(431b) Understanding AUTO-Agglomeration of Dry ACTIVE Pharmaceutical Ingredients | AIChE

(431b) Understanding AUTO-Agglomeration of Dry ACTIVE Pharmaceutical Ingredients

Authors 

Bibiceva, S. - Presenter, University of Leeds
Hassanpour, A., University of Leeds
Schroeder, S., University of Leeds
Introduction:

Dry Active Pharmaceutical Ingredient (API) auto-agglomeration is a type of unwanted powder transformation that occurs without any additives. If uncontrolled, formation of hard, i.e. capable to withstand drug manufacturing process, API agglomerates may lead to an inadequate API distribution within the final formulation exhibiting the real risk to safety, efficacy and processability of drug products. Both, the fact that API auto-agglomeration may occur at, almost, any stage of drug manufacturing and/or handling processes as well as that a variety of general powder transformation mechanisms have been previously reported (for instance, mechanical, chemical, and triboelectric modes of bulk powder caking) make API auto-agglomeration phenomenon highly complex and challenging to anticipate and to prevent. However, despite the key role it has in the drug product performance and manufacturing, the number of studies addressing auto-agglomeration is currently limited and its underlying root-causes remain largely unknown. As a result, pharmaceutical industry relies mainly on the cost-ineffective trial and error approach when facing issues related to the unwanted API agglomeration.
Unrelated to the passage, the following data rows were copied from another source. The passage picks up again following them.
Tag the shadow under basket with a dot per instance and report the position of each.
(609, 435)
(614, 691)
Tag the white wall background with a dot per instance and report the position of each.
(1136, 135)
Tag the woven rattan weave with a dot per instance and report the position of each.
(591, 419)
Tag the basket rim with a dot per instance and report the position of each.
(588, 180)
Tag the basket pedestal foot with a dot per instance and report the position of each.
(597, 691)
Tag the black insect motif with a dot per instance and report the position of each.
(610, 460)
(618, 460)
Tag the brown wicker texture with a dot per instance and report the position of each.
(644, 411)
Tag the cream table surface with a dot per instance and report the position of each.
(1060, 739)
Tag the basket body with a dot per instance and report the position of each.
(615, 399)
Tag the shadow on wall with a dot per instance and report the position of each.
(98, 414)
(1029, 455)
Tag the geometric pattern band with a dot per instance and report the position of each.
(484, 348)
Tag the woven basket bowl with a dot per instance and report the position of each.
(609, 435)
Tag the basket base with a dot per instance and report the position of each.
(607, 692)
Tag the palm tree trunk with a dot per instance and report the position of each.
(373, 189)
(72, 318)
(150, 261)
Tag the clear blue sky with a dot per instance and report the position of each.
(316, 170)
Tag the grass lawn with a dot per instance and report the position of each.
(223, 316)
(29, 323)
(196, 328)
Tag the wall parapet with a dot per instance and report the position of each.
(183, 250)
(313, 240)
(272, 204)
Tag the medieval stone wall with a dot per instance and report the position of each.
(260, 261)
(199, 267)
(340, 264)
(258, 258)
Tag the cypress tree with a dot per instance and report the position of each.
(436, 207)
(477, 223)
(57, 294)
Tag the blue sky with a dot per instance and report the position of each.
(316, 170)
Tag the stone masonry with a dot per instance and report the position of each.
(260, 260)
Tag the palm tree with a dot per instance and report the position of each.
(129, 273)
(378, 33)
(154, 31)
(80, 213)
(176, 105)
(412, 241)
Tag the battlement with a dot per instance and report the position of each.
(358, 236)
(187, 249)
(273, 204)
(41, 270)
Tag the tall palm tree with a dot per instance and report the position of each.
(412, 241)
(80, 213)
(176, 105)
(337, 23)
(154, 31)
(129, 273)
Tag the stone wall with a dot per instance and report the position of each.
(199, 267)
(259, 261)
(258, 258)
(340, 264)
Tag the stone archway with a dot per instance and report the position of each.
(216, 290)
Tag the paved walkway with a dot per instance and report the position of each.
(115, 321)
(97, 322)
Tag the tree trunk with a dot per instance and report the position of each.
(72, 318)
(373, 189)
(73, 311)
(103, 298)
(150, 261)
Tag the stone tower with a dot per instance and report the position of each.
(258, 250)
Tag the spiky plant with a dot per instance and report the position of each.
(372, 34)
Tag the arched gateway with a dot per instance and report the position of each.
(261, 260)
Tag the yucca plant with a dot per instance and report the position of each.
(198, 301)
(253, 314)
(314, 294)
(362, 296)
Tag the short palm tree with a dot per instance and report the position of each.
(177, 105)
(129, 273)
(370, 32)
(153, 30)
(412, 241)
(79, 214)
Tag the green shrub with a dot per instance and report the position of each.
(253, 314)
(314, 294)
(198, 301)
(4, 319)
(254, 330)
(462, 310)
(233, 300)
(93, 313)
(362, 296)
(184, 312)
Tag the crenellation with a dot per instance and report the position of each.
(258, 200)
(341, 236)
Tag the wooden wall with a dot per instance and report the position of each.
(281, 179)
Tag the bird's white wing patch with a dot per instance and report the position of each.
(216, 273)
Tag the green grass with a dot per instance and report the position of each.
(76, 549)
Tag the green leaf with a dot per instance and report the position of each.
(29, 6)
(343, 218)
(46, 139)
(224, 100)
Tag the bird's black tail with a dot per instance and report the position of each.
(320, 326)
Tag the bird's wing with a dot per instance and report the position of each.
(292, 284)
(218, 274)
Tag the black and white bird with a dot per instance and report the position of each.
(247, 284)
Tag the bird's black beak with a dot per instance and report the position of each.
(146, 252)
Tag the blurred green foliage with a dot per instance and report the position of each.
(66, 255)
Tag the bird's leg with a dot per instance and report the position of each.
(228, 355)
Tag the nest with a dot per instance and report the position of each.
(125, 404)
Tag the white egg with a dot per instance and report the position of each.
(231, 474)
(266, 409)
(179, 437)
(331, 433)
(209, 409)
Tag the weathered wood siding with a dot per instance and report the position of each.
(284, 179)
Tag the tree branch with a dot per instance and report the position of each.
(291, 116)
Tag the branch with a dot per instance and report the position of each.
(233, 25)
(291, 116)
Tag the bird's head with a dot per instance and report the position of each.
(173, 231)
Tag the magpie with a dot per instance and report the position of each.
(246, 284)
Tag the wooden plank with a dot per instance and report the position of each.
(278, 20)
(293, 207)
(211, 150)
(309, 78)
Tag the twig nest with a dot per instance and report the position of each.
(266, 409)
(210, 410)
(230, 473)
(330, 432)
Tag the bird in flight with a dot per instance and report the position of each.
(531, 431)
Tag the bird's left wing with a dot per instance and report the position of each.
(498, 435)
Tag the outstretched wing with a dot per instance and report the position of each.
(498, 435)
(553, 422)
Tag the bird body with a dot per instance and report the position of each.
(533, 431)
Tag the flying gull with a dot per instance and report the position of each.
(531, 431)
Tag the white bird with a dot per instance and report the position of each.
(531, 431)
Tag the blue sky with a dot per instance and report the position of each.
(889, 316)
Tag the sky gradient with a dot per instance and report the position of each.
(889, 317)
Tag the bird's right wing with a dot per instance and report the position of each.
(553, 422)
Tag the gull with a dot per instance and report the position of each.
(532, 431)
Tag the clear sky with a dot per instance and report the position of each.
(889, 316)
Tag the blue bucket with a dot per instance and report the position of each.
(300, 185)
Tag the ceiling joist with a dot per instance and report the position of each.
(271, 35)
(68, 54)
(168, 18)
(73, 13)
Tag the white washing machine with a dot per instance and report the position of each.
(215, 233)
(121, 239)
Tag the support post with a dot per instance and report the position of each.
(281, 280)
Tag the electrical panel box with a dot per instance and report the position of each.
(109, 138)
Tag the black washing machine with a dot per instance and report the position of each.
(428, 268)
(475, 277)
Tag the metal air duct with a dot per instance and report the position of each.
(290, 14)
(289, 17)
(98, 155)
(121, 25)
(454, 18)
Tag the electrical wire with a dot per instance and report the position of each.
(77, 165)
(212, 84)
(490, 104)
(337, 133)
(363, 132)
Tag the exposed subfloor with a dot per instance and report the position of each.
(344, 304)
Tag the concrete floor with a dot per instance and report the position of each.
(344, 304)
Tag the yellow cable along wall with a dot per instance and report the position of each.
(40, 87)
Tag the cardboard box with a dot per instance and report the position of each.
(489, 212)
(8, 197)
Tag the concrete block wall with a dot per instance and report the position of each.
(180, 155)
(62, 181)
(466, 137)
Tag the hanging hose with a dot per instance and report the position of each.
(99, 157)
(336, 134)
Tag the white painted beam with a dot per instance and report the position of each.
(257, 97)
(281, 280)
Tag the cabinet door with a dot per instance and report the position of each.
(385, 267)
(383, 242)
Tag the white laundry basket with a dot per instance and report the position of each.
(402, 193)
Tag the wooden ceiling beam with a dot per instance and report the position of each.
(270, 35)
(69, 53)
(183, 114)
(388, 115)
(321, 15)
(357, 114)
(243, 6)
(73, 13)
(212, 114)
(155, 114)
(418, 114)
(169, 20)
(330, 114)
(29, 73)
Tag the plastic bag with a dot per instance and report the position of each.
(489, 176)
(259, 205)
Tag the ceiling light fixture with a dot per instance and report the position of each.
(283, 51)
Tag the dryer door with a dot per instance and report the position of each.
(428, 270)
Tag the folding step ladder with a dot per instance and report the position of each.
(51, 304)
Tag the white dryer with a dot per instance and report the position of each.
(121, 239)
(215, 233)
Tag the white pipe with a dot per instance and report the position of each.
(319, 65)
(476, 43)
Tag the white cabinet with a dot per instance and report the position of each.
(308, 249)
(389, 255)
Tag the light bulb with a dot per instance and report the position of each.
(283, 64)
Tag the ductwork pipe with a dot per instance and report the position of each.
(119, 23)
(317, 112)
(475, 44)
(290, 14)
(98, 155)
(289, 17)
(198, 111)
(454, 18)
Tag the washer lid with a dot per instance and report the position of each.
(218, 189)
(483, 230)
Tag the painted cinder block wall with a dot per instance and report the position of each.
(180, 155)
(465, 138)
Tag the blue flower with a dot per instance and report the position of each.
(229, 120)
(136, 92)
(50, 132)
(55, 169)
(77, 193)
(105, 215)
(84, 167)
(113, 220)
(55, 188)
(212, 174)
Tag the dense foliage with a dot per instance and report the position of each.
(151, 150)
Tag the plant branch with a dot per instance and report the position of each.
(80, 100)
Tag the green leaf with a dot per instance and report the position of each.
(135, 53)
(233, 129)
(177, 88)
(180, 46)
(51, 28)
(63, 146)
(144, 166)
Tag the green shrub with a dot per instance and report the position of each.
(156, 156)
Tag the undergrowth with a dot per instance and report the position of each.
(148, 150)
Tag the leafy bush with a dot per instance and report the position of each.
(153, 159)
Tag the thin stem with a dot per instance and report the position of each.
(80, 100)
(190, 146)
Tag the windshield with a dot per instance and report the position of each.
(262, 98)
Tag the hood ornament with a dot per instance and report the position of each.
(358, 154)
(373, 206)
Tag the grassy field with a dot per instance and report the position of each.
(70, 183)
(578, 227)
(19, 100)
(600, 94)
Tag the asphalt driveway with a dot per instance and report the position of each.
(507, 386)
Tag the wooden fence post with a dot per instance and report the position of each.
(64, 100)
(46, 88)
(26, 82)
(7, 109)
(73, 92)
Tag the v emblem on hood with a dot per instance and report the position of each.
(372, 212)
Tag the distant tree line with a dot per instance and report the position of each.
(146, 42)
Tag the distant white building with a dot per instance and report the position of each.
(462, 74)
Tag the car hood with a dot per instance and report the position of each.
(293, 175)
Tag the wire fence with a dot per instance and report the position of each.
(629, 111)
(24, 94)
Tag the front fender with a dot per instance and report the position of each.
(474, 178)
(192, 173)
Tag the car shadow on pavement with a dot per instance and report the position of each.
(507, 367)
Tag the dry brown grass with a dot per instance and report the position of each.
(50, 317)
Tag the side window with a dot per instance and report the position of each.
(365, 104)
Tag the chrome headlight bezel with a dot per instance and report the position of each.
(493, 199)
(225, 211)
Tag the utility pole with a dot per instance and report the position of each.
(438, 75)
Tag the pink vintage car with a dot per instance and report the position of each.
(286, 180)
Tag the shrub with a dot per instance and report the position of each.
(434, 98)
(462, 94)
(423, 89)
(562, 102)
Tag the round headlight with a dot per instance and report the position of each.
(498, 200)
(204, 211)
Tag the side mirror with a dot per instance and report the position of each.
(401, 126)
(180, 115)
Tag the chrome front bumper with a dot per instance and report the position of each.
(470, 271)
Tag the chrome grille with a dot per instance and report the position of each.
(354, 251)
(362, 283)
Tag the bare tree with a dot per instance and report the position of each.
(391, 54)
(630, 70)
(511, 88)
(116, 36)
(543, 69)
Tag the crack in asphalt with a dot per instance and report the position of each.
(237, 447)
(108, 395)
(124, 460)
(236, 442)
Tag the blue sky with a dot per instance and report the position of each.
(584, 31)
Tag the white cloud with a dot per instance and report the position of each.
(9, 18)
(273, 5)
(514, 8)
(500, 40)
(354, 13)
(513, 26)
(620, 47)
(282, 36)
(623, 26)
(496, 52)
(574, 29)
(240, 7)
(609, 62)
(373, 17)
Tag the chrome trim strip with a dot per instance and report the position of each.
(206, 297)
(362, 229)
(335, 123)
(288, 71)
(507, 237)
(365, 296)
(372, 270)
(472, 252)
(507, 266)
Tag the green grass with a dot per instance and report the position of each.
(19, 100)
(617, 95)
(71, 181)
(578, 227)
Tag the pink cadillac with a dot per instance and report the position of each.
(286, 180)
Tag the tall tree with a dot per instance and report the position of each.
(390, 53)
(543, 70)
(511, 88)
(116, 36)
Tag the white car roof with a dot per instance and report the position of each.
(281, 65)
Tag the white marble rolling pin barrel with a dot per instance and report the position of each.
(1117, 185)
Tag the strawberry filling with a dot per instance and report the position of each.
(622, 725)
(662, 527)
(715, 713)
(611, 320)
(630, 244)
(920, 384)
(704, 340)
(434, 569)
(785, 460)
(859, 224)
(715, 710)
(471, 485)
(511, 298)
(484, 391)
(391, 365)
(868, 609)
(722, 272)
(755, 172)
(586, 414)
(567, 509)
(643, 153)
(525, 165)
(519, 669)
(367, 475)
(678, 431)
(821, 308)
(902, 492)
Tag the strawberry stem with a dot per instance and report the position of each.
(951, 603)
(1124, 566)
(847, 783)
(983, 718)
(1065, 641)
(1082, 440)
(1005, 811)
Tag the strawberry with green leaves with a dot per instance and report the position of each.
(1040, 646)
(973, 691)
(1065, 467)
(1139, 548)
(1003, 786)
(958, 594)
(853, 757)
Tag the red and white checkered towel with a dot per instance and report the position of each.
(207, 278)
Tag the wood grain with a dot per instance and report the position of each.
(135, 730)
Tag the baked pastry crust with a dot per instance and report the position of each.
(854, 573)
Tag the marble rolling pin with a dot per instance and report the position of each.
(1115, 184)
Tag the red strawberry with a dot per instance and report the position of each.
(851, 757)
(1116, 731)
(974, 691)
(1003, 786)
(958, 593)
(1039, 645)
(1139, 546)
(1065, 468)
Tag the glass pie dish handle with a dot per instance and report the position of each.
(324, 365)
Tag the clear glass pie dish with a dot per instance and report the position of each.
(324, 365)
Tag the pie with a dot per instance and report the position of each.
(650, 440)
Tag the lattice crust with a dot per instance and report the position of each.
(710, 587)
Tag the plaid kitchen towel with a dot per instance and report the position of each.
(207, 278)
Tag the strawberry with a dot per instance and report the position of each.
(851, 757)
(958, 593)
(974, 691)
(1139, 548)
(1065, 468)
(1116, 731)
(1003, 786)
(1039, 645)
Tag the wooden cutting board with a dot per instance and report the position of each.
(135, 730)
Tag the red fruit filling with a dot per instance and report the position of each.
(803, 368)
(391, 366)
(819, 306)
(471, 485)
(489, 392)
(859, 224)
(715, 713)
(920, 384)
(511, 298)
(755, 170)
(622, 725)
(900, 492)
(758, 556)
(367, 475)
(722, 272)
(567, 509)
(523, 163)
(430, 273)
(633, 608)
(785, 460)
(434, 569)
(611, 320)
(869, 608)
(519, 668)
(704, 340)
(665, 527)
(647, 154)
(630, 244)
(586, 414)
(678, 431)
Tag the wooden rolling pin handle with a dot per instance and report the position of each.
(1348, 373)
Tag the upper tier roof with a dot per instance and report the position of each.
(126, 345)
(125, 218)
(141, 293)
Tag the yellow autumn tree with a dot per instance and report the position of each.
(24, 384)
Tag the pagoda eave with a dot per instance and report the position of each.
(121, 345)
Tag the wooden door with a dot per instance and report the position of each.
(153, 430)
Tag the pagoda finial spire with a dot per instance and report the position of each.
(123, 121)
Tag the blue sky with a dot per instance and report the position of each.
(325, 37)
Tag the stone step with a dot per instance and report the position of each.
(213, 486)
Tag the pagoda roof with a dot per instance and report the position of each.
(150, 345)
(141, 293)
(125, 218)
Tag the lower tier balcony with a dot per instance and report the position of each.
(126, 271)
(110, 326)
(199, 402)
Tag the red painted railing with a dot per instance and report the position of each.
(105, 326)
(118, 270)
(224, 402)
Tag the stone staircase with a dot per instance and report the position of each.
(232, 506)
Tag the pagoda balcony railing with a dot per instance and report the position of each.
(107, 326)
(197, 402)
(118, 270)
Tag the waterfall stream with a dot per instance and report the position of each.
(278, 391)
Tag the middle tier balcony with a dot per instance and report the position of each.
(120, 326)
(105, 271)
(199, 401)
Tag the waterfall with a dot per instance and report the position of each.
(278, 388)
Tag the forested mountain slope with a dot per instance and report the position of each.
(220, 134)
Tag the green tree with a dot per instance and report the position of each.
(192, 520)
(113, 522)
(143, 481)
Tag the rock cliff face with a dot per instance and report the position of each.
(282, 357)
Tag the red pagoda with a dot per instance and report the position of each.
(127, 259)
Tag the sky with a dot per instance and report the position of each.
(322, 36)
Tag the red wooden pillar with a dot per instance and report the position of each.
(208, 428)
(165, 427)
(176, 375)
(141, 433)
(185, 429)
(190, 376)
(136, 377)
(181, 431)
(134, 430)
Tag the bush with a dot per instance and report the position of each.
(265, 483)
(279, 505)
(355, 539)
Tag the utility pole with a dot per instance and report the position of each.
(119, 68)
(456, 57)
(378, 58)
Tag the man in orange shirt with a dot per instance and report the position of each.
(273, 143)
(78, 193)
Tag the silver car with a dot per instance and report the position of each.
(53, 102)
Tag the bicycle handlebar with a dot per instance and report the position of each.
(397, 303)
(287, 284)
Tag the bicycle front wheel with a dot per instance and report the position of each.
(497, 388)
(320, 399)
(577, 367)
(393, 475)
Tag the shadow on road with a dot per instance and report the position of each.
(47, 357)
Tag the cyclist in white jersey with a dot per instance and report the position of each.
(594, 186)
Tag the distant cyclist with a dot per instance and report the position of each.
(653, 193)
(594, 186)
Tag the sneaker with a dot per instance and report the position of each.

The aim of this paper is to explore the correlation between particle properties, its processing/handling conditions and auto-agglomeration phenomenon as well as to establish a method/tool that would allow anticipation and, hence, better control of API auto-agglomeration leading to enhanced product quality, sustainability and cost-effectiveness. The experimental work was carried out to test the following hypothesis: API surface chemistry impacts its auto-agglomeration tendency. Ibuprofen recrystallised in different solvents was used as the main model API. Its auto-agglomeration tendency was tested using mechanical vibration that corresponds to drug handling conditions. Size distribution and particle shape of ibuprofen were analysed using SEM and G3 morphology, FTIR was used to confirm the identification of ibuprofen structure, and Instron to study the strength of the ibuprofen particles before and after the mechanical vibration.

Results and Discussion:

Four batches of ibuprofen of distinct morphologies were recrystallised in order to test the effect of crystal surface chemistry on its auto-agglomeration tendency. Collected FTIR data confirmed the ibuprofen structure in each case. SEM and morphology G3 analyses revealed that the shape regularity of recrystallised ibuprofen decreases with decreasing solvent polarity as follows: ibuprofen recrystalised from methanol (IbuMeth) > ibuprofen recrystalised from ethanol (IbuEth) > ibuprofen recrystalised from acetonitrile (IbuAce) > ibuprofen recrystalised from hexane (IbuHex), in line with previously reported data in the literature. Mechanical vibration experiments resulted in formation of visually detectable, relatively soft agglomerates that differ in size and shape across the batches. In addition, morphology G3 results indicated formation of agglomerates at microscale in the case of IbuEth and IbuHex being vibrated: d10, d50, and d90 of recrystallised IbuEth approximately doubled after mechanical vibration, whereas in the case of IbuHex this shift was less considerable. The strength of both IbuEth d90 as recrystallised and after mechanical vibration was tested using Instron revealing that the latter is approximately ¾ of the former.

Conclusion:

Detection of ibuprofen agglomerates upon mechanical vibration suggests there is a correlation between ibuprofen particle morphology, hence, particle surface chemistry and ibuprofen auto-agglomeration tendency. Further investigations of ibuprofen agglomerates as well as other model APIs agglomerates will include analysis of their strength (Instron, Nanoidenter), internal structure (X-ray micro computed tomography), and their surface chemistry (X-ray photoelectron spectroscopy).